Depending on their assets, banks, thrifts and credit unions charged the following median overdraft fees in 2013:
- More than $25 billion in assets: $35
- $5 to $25 billion: $33
- $500 million to $5 billion: $30
- $100 to $500 million: $29
- Less than $100 million: $25
In addition to the size of the institution, there are regional differences in overdraft fees. The Midwest and Western states have the lowest median fees at $29, while the South and East had median fees of $30.
Kansas had the distinction of being the state with the lowest median overdraft fee at $25. Meanwhile, Delaware had a median fee of $34, the highest in the nation. Major cities with the lowest and highest median overdraft fees were San Francisco ($25) and Tampa ($34).
Overdraft fees face scrutiny
The Moebs study comes as overdraft fees face increased scrutiny. Last month, the federal Consumer Financial Protection Bureau issued a report expressing concern with how banks and credit unions are marketing overdraft programs to consumers.

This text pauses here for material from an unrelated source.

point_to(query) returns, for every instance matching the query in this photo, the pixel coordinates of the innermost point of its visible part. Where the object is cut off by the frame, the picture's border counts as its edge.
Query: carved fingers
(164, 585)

In addition, a May study from The Pew Charitable Trusts looked at the overdraft policies of 36 of the 50 largest banks in the nation. That report discovered 18 institutions had not adopted any of the suggested best practices for overdrafts, such as eliminating polices that reorder transactions and maximize fees. What's more, two banks -- RSB Citizens and Sovereign Bank -- had not only failed to implement the best practices, but didn't have any good practices in place either.
Consumers shopping for a new checking account should be aware of not only the cost of overdraft fees, but also the bank policies surrounding them. For example, they may want to look for banks that don't charge ATM or point-of-sale overdraft fees or those that have grace periods to allow accountholders to bring their balance positive within a certain amount of time without being penalized.
For consumers prone to checking account overdrafts, the amount of the fee may not be as important as the policies that determine the order and timing of these charges.